Il partit à la porte avant même que les policiers aient pu faire de sommation et les invita à entrer. C'était des hommes en uniforme, mais jamais Danny ne les avait vus dans la région.
Ils avaient pourtant des matricules et des écussons. Par quel tour de passe-passe avait-on pu engager des policiers corrompus qui ne l'étaient pas par les Fitzgerald ?
-Père Madruger, l'appela l'un d'eux en montant sur le perron. Nous n'avons pas pu mettre la main sur le suspect, mais nous avons trouvé des preuves irréfutables de son affiliation à des groupes de pression communistes qui œuvrent contre le gouvernement, dissimulées dans sa chambre.
—La ferme Ricky, ne fais pas tout foirer si bêtement. Les lettres sont en russe, tu n'es pas sensé savoir ce qu'elles contiennent. Pour l'instant ce sont des pièces à conviction. Essaies de mieux jouer ton rôle ou je te fais rentrer entre quatre planches.
—Eh... Pardon, je... je vais rejoindre les autres.
Ils se mirent à fouiller toutes les pièces de la maison les unes après les autres, révélant toutes les armes et les bouteilles dissimulées. Ils montèrent à l'étage et firent descendre Martha et Charles. L'homme en uniforme prénommé Ricky redescendit à son tour.
—Pas d'indices communistes, mon Père. Seulement de l'alcool de contrebande et des armes.
—Très bien, il semblerait qu'il n'y ait que les deux aînés qui aient cherché à s'enfuir. Le délit de fuite ne fera qu'aggraver leur peine. Je vais mettre mes meilleurs hommes pour les rattraper. Amenez les suspects en cellule en attendant qu'on retrouve la Française.

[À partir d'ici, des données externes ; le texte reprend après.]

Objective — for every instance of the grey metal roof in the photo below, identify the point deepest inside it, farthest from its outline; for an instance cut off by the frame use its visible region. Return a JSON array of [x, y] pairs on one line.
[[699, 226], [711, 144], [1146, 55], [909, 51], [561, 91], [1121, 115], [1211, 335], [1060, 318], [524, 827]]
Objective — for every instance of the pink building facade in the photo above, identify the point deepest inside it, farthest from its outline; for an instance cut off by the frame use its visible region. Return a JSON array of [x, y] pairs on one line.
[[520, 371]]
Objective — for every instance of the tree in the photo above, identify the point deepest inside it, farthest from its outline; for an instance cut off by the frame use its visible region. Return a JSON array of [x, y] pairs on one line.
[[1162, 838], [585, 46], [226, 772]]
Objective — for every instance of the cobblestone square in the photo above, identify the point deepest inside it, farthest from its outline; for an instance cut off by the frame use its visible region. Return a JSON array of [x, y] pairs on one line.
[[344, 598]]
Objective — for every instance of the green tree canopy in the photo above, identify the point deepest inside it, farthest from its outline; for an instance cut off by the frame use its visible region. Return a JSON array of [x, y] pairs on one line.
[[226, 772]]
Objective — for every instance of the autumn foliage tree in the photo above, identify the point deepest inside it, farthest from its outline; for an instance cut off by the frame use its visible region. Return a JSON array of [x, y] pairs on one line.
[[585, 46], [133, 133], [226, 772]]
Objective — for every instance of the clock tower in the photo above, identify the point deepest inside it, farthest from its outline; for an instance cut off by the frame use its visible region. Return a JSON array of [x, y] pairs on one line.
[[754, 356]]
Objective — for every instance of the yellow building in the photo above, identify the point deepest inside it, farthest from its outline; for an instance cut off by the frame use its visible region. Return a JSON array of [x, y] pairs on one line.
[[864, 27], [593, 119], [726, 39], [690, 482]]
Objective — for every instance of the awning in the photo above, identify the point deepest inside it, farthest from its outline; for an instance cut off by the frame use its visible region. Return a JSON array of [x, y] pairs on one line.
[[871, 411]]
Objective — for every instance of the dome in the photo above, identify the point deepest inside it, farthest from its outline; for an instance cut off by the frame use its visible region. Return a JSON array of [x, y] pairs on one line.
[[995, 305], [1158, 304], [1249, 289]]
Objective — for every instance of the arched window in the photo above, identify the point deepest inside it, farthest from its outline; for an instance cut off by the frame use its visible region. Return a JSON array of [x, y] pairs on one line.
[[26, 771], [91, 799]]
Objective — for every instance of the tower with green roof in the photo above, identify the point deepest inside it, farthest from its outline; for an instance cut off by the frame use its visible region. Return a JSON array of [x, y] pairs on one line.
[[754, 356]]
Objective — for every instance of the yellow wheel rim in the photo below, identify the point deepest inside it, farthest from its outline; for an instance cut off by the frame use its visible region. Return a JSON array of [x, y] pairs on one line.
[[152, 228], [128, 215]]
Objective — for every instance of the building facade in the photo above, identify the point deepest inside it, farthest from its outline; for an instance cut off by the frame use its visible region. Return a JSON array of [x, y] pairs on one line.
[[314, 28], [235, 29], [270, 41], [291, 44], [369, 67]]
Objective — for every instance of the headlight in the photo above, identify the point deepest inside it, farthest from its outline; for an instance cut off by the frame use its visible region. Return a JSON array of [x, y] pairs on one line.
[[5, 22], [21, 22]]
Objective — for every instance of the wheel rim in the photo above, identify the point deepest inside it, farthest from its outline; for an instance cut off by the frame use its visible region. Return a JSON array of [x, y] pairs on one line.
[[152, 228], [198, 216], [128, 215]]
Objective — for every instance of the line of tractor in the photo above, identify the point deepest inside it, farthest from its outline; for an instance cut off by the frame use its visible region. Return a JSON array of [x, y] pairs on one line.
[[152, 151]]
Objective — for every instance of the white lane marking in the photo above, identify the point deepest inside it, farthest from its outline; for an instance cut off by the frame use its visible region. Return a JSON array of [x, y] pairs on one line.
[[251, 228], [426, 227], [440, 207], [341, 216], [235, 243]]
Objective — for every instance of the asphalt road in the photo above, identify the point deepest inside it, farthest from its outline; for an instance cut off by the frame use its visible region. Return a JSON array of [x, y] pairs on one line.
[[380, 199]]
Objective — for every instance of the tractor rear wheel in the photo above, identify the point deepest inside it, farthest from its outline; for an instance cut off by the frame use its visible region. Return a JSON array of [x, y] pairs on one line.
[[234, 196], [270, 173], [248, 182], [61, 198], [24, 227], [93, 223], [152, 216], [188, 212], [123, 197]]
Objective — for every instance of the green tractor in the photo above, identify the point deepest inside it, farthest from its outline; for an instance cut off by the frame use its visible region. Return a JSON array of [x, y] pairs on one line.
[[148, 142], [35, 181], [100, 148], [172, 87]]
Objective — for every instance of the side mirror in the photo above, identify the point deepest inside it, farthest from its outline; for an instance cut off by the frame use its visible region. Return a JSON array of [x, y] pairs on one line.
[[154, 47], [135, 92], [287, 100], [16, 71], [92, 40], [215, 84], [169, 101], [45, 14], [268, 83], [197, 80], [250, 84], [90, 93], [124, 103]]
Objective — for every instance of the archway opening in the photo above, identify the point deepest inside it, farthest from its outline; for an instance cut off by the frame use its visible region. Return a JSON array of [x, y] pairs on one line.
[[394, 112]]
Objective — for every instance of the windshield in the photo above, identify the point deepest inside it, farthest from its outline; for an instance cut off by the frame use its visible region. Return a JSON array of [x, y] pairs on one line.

Les policiers menottèrent Betty et les autres pour les faire sortir. Elle avait l'impression qu'elle ne reverrait plus jamais Richmond.
Qu'allait-on faire d'eux à présent ? Quelle était cette histoire de lettres en russe ? Pourquoi savaient-ils déjà leur contenu avant même de les avoir traduites ?
Tout cela n'était donc qu'un coup monté. On avait placé des preuves chez Arlette à son insu.
Elle observa Walter dont le sourire avait disparu. Il rajusta son manteau et son chapeau avant de sortir.
Il enfila une paire de gants en cuir et remonta à cheval lestement, glissant presque sur lui, comme si son corps n'était pas plus constitué de chair que d'os. Il n'était qu'un costume, un costume de brume, pensa la jeune fille en frémissant. Celui d'un spectre.
Il n'hésita pas un seul instant sur la direction à prendre pour retrouver la fugitive. Il savait où elle se trouvait. Il partit vers Pinewood.